Это вполне можно было бы признать: есть нечто привлекательное в том, чтобы рассматривать развитие науки как обусловленное взаимодейст­вием разума и неразумия. Однако если мы допустим, что нарушение зако­нов разума, т.е. нарушение канонов рациональности, способно приводить к столь же значительным научным достижениям, как и следование им, то, по-видимому, это сделает понятие научной рациональности совершенно бес­полезным. Именно это, как нам представляется, хочет показать Фейерабенд своей критикой различных "рационалистических" концепций. Понятие ра­циональности, опирающееся на законы разума, можно защитить, лишь от­казавшись от универсализма, т.е. признав, что эти законы сами изменяются.

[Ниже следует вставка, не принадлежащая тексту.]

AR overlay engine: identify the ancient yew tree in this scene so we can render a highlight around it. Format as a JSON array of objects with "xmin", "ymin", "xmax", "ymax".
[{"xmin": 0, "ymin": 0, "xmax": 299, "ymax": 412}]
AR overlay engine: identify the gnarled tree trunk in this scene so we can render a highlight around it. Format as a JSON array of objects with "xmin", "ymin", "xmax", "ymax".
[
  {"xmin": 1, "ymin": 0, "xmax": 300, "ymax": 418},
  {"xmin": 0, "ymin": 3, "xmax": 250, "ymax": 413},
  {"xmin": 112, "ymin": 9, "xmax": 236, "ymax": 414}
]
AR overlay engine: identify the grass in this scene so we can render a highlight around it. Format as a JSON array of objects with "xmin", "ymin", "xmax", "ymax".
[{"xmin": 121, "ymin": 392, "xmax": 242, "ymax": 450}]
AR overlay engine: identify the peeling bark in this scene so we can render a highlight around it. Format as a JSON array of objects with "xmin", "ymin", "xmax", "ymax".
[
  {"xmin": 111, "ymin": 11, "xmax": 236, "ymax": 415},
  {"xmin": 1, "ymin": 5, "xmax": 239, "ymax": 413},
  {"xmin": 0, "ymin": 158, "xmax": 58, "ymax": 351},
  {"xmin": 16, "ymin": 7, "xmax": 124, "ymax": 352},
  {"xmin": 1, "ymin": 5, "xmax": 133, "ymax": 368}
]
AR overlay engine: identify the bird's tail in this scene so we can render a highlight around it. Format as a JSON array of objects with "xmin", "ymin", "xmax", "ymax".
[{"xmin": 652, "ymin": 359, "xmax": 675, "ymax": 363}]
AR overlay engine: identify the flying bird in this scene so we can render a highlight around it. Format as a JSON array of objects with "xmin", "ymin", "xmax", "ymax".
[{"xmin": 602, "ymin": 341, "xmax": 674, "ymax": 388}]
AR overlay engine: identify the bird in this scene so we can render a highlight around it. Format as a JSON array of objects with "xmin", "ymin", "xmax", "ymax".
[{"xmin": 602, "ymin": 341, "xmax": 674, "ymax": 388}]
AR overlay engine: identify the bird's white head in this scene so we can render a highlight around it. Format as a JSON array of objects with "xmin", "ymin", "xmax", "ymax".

Итак, универсалисткое понятие рациональности, в основе которого ле­жат законы логики и методологические нормы, приводит к таким следствиям:

1) существует лишь один вид рациональности и один ее критерий для всех областей духовной и материальной деятельности людей, для всех историче­ских эпох и всех народов;

2) с точки зрения универсалистского понятия ра­циональности, человеческая история и все области материальной и духовной культуры существенно иррациональны;

3) и даже в науке рациональность соединена с иррациональностью.

— Со всем этим трудно согласиться, поэтому универсалистское понятие рациональности кажется неприемлемым.

VIII. 2. РАЦИОНАЛЬНОСТЬ КАК "ЦЕЛЕСООБРАЗНОСТЬ"

Одна из особенностей современных дискуссий о рациональности состоит в том, что в них редко проводят явное различие между рациональностью на­учного знания, рациональностью методов и рациональностью деятельности ученых. Может быть, с точки зрения универсалистского понятия рациональ­ности это и не существенно: знание, методы, деятельность рациональны в той мере, в которой они соответствуют законам разума. Мы же в дальнейшем бу­дем говорить главным образом о деятельности, ибо имеется — также доволь­но распространенное, но почти не упоминаемое в философско-методоло-гической литературе, — понятие рациональности, которое применяется, прежде всего, к оценке деятельности. Мы попытаемся здесь уточнить это понятие и сопоставить его с универсалистским понятием рациональности. Такое сопоставление полезно и интересно даже для сторонников универсалистского понимания, ибо может помочь им уточнить и улучшить их кон­цепцию рациональности в дискуссии с альтернативной позицией.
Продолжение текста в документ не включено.